銀の耳飾りはまだウルフの手の中にある。何度かそれを見つめ、口を開きかけては黙るということを繰り返しているうちにしびれを切らしたのは当然、アレクだった。
「ちょっと、どうするのよ!」
「あ、ごめん」
「いいから。で?」
「うん……これさ、動きがちょっと速くなるんだよね」
「そうみたいよ」
「じゃあさ」
 言葉を切ったウルフが目を上げる。目のあったサイファは知らずうろたえた。
「サイファがつけてよ」
 嫌な予感は当たったようだった。
「必要ない」
「でもさ」
「いらない」
「サイファがちょっとでも安全だと思えば、俺すごい安心するから」
「嫌だ」
「お願い、サイファ」
「絶対――」
「そんなに嫌がらなくってもいいじゃない。

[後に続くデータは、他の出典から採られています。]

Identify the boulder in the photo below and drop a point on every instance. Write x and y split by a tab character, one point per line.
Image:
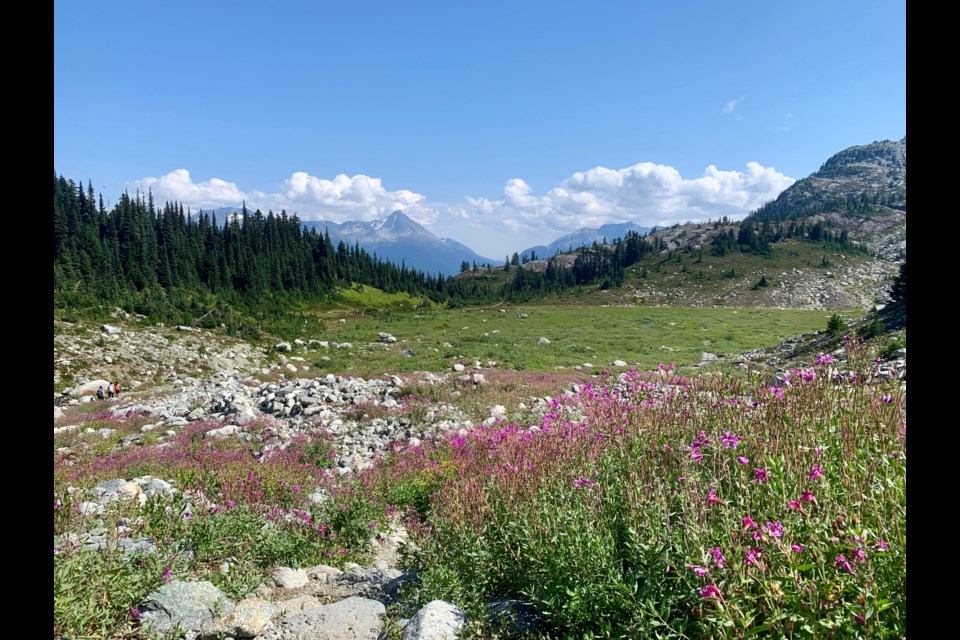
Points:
250	618
188	606
352	619
438	620
89	388
287	578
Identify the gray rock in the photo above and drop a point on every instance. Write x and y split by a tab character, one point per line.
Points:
189	606
222	432
88	388
245	416
438	620
352	619
296	606
106	488
250	618
153	486
287	578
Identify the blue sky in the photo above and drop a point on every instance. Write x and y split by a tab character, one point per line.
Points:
498	124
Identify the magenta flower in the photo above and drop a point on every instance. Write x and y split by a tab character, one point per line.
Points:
710	591
729	440
753	557
718	557
582	482
841	563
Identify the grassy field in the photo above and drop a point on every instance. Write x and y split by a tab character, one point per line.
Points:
435	339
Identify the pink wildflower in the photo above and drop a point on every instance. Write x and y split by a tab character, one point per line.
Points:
718	557
841	563
729	440
710	591
753	557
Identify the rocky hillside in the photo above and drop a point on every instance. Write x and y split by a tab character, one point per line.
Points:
862	180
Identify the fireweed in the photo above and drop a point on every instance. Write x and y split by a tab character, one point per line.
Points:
604	521
239	511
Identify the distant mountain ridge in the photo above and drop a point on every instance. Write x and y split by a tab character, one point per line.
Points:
867	179
584	237
399	239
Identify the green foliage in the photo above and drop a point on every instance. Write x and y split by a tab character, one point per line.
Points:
836	326
873	329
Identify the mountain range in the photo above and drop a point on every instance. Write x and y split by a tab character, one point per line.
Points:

ウルフより似合うわよ」
 埒の明かない会話にアレクが介入する。おかげでサイファの形勢は一気に悪くなった。シリルは黙って笑みを浮かべながらやり取りを見ている。
 それを見て取ったウルフが嬉しそうな顔をして立ち上がり、そっとサイファの髪をかきあげた。
「なにを……」
 止める間もなく銀の葡萄はサイファの耳にあった。
「ほら、やっぱり似合うし」
 晴れやかな顔をして笑うのも憎たらしい。こっそり兄弟が顔を見合わせて笑っていた。
 思い切り殴ってやろうかと思った。焦げた革鎧の臭いがする。振り上げたはずの手は、首飾りの一つをもぎ取るように引きずり出し、ウルフに向かって投げつけていた。
「つけていろ」
 それだけ言ってサイファは背を向ける。どこへとあてもなく足早に歩き去っていた。
「シリル、どうしよう……」
 すっかり怒らせてしまったと思い込んだウルフが情けない顔をしてシリルを見た。
「ちょっと見せて」
 ウルフの手の中にある首飾りをシリルは覗き込む。もっともらしい顔を作りながらもこらえきれない笑いが唇に浮かんでいた。

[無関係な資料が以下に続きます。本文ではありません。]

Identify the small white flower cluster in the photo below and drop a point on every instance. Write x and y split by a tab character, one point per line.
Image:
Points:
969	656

 これほど耳飾りをつけるのを嫌がったとは思えないほど、美しい首飾りだった。これほどの物を身につけながら耳飾りを嫌がるなど、不思議なこだわりだとしか思えない。耳飾りと同じく銀でかたどられた、こちらは鳥。羽ばたいた翼の片方ずつから鎖が伸びている。鳥の目には淡い空色の石がはめ込まれていた。
「サイファの目とそっくりの色してる」
 嬉々としてウルフが言う。それに目だけを向けてシリルは微笑みさらに首飾りを観察した。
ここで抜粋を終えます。